Thursday, April 09, 2020

Place

I'm struck by some of my friends' connection to a place - not all of my friends, but some, and especially the newer ones in Gloucestershire. I'm aware that I don't have that sort of connection. In a recent conversation about 'home' it seemed entirely natural to me, and to the person I was talking to, to make a distinction between home as an actual physical place and 'the sense of home' that you have from being in a good state of mind. I think that for some people, at least, this would seem an entirely abstract and artificial distinction, because for them 'home' is unproblematically a place. This, I think, is part of what Bruno Latour is going on about in "Down to Earth: Politics in the New Climatic Regime"...well, probably, because it's quite hard to understand.

It's hard to avoid concluding that for me, this alienation from place is a Jewish thing. We really are rootless cosmopolitans. At least one of my sons was born in a different country from both of his parents, who were themselves born in different countries from each other. In my wife's case, her father was born in a third country, and her grandfathers (and grandmothers) in fourth and fifth countries.

Jewish rootlessness has deep roots. Jew were sometimes prohibited from owning land, but even when they weren't few Jews became farmers. (The Talmud is full of rules about how to farm according to God's will, mind you.) Even when Jews do become farmers, and there seems to be a move towards this at the moment, it doesn't seem to translate into a deep connection with a place. Trotsky's parents were Jewish farmers, but they upped and moved to a town. Max Yasgur, the farmer who owned the site where the Woodstock festival was held, eventually sold up and his son is a lawyer.

I'd like to cite King Josiah as the culprit. He's the guy who created the pre-Jewish temple-based religion, in which the ancient Judaeans worshipped only one God, through animal sacrifices performed by a hereditary priesthood at a single centralised site - the temple in Jerusalem. No other place mattered at all. Josiah, and then his successor kings, spent a lot of time overthrowing other altars to God, often in 'High Places'. They destroyed sacred groves in which God, and other gods, had been worshipped; they deposed these other gods, referred to in the Bible as the 'Host of Heaven'.

It's pretty clear that until then the Israelites, or whatever name the pre-Jews went by, were keen on sacred groves and trees, and holy places, and that they used them to worship a range of divinities and supernatural beings. After the Josiah 'revolution' all this disappears, and there's only one God to be worshipped, though for a while others continue to exist - sometimes as angels or demons. It's possible that Josiah's motivation was entirely theological, and that the revolution was inspired by spiritual inspiration; but establishing that there was only one God to be worshipped, and that one at a shrine entirely under one's own control, had a political pay-off. The cultural consequence, though, was a divorce from places, and to a lesser extent from nature.

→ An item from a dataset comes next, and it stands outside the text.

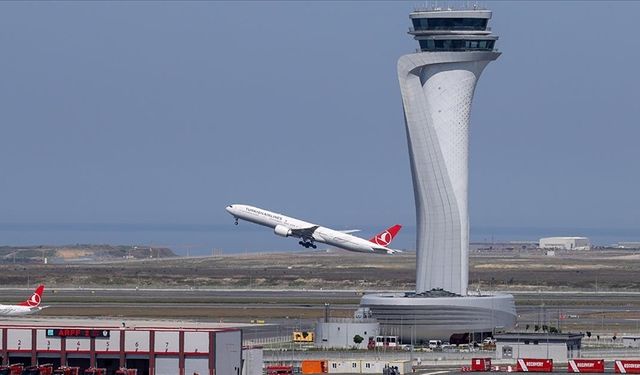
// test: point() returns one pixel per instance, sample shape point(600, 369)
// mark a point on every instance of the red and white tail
point(384, 238)
point(35, 299)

Some of this has carried over into Christianity, but unevenly. The early Christian were good at co-opting local supernatural beings into saints, and turning local sacred sites into 'holy' wells, or putting churches on them. In some churchyards the yew trees, which were considered sacred by pre-Christians, are older than the church. Reformed churches were more like the Jews, and down on made-up saints and holy sites (and very down on graven images). I came across this Calvinist website that goes into great detail about how bad sacred groves are. On the other hand, non-conformist chapels are often named after places in the Bible (Ebenezer, where Jacob's ladder had its foot, and Bethel, and Shiloh, are all favourites) - the same places where the post-Josiah kings overthrew altars and destroyed sacred groves.